The company's founders took part in Y-Combinator in early 2013 and raised $ 570,000 in seed funding. Starting in February 2013, in April they received another $ 5.5 million in Round A from investors such as Brian Chesky (founder and CEO of AirBnB), Alexis Ohanian (co-founder of Reddit), Erik Blachford (formerly Expedia CEO) and several other well-known investors and funds.
Despite the fact that the founders come from Boston, the first airport where the project was launched was San Francisco. Perhaps because it is traditionally the most geek audience, and perhaps because AirBnB also started from San Francisco. However, quite quickly, despite the rather modest turnover of the young company, the airport felt that it was setting a precedent in which it was deprived of income. Whether a person leases a car at the airport, takes a taxi, uses a shuttle or leaves his own car at the long-term parking of the airport - from all this the airport receives its commission. The only exception is if the traveler is transported or met by someone from his family and friends. In the US, there is even a common expression that it is easy to distinguish friends from just acquaintances - only a real friend will take you to the airport. And then suddenly the passengers had a “friend” with a 6-million financing, a mess!
As a result of the threat of a lawsuit and a ban on work at the airport, after several months of negotiations, FlightCar and similar companies had to recognize themselves as “a car rental company operating outside the airport” and pay the appropriate fees: $ 20 per transaction and 10% of total revenue, associated with work at the airport, which in total absorbs about 17% of the company's revenue. For the airport, however, such fees also constitute a significant part of income not related to aviation - up to 20%.
However, this trouble is not over. City services of San Francisco also decided to sue FlightCar due to the lack of duties, taxes and the practice of disembarking passengers on the sidelines, because the company would have to pay the city for using public transport or taxis. Boston, where the startup opened its second representative office, while taking a wait-and-see attitude, watching the San Francisco case resolve. In the third city, Los Angeles, FlightCar went out already taught by bitter experience and immediately agreed to cooperate with authorized city transport agencies. Operational changes in legislation regulating the work of such companies, including Uber, Lyft and others, which California lawmakers made in September 2013, also helped a little.
However, even here the adventures were not over. In the town of Millbrae, a suburb of San Francisco, where the startup parking had moved in the second half of 2013, they also decided not to give them a quiet life, and on 4 November they voted to cancel the conditional permission to work.
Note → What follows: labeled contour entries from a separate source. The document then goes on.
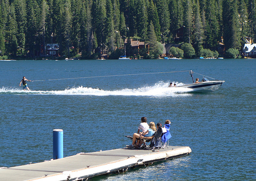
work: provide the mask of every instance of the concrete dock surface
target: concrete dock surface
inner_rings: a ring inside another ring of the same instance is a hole
[[[80,153],[62,159],[0,169],[0,179],[10,180],[86,180],[93,176],[119,173],[129,168],[189,154],[188,146],[129,149],[126,148]]]

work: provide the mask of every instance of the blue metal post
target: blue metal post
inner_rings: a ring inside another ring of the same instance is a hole
[[[63,130],[53,130],[53,160],[63,158]]]

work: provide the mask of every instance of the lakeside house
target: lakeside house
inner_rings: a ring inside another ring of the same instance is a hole
[[[46,44],[47,55],[53,57],[59,56],[59,46],[58,43],[48,43]]]
[[[243,48],[243,55],[247,58],[256,58],[256,43],[245,43]]]

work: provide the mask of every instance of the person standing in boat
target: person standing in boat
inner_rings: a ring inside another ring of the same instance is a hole
[[[27,85],[27,81],[29,81],[29,82],[33,82],[32,81],[29,80],[27,79],[26,79],[26,77],[24,76],[23,77],[23,79],[22,80],[22,81],[20,81],[20,83],[19,83],[19,86],[20,86],[20,85],[22,84],[23,84],[23,90],[25,90],[26,88],[28,89],[28,90],[29,91],[30,90],[28,87],[28,85]]]
[[[195,83],[195,84],[198,84],[198,83],[200,83],[201,82],[199,82],[199,79],[198,78],[197,78],[196,79],[196,82]]]

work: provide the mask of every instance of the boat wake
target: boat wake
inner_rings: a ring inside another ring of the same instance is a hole
[[[125,88],[120,90],[106,90],[100,88],[84,87],[82,86],[72,88],[67,88],[63,90],[52,91],[24,91],[20,88],[0,88],[0,94],[50,94],[70,95],[95,95],[95,96],[174,96],[182,93],[188,93],[189,91],[184,88],[169,88],[169,82],[159,82],[153,86],[145,86],[138,88]],[[177,85],[183,85],[176,83]],[[182,94],[187,96],[188,94]]]

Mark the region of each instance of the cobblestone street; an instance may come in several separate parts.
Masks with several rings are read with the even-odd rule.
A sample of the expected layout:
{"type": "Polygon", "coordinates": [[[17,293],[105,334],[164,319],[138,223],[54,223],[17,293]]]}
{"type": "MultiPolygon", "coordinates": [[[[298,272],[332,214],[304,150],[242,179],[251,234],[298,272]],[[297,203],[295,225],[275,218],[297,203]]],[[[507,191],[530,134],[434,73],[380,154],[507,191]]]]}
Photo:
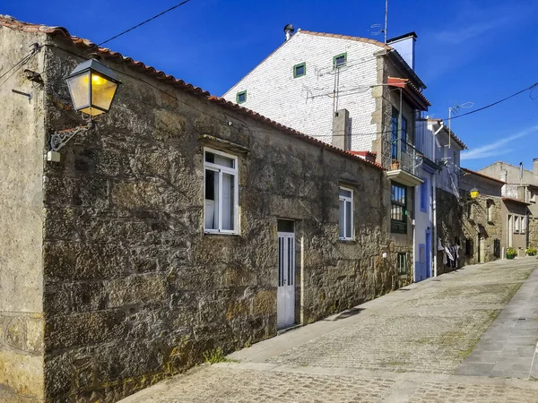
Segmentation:
{"type": "Polygon", "coordinates": [[[538,401],[526,379],[538,373],[536,267],[499,261],[413,284],[123,401],[538,401]]]}

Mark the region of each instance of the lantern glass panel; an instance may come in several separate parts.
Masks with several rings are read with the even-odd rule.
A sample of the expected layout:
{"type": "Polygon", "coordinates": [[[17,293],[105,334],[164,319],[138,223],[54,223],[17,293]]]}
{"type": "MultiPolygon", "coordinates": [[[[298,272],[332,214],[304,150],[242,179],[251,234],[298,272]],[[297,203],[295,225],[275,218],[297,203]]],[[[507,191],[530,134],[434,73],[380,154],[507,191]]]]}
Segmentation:
{"type": "Polygon", "coordinates": [[[114,94],[117,90],[117,83],[106,79],[100,74],[91,73],[91,111],[92,116],[108,112],[110,108],[114,94]],[[99,109],[102,110],[99,110],[99,109]]]}
{"type": "Polygon", "coordinates": [[[90,72],[68,78],[67,87],[76,110],[90,106],[90,72]]]}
At this point, the startup could not stand it, and decided to sue himself, resenting the fact that the local administration did not go through preliminary warnings and negotiations, but immediately decided to “get rid” of the young business.
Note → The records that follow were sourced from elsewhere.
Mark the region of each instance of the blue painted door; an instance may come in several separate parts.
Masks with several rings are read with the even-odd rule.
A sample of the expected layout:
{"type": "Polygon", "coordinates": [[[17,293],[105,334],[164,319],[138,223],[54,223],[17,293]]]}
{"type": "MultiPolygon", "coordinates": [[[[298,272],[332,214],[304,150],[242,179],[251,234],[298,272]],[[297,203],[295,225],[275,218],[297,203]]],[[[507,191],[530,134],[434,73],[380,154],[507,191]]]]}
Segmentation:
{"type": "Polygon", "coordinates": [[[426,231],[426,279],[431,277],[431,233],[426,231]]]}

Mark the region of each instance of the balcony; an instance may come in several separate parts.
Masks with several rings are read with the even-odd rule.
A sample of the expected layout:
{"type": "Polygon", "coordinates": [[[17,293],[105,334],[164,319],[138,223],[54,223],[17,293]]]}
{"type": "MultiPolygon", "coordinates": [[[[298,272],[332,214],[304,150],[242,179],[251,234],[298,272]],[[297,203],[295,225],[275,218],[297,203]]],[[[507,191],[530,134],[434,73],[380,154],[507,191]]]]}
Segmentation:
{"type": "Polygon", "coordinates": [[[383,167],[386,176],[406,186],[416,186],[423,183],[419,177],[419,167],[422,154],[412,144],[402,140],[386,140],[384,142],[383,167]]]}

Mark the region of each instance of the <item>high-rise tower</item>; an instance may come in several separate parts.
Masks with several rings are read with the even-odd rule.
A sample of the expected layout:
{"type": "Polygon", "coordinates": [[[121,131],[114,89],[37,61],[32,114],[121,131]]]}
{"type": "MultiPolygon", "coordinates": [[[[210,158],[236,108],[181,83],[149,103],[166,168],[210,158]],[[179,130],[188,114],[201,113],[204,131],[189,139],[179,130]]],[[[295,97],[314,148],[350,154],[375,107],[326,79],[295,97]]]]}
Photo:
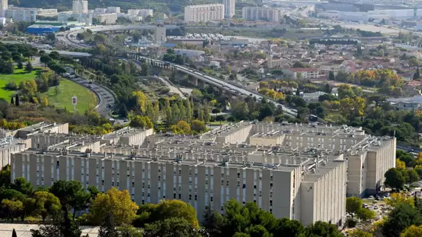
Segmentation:
{"type": "Polygon", "coordinates": [[[235,15],[235,6],[236,5],[235,0],[223,0],[224,5],[224,17],[232,18],[235,15]]]}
Meanwhile, the situation with the lawsuit from San Francisco has not yet been completed. A couple of weeks ago, the parties met in court, but the details of the public meeting are unknown. On January 23, the CEO of FlightCar wrote a note in which he called on bureaucrats to come to their senses and not to beat young companies, but to come to a common denominator and work out a unified set of rules for a booming peer-to-peer economy.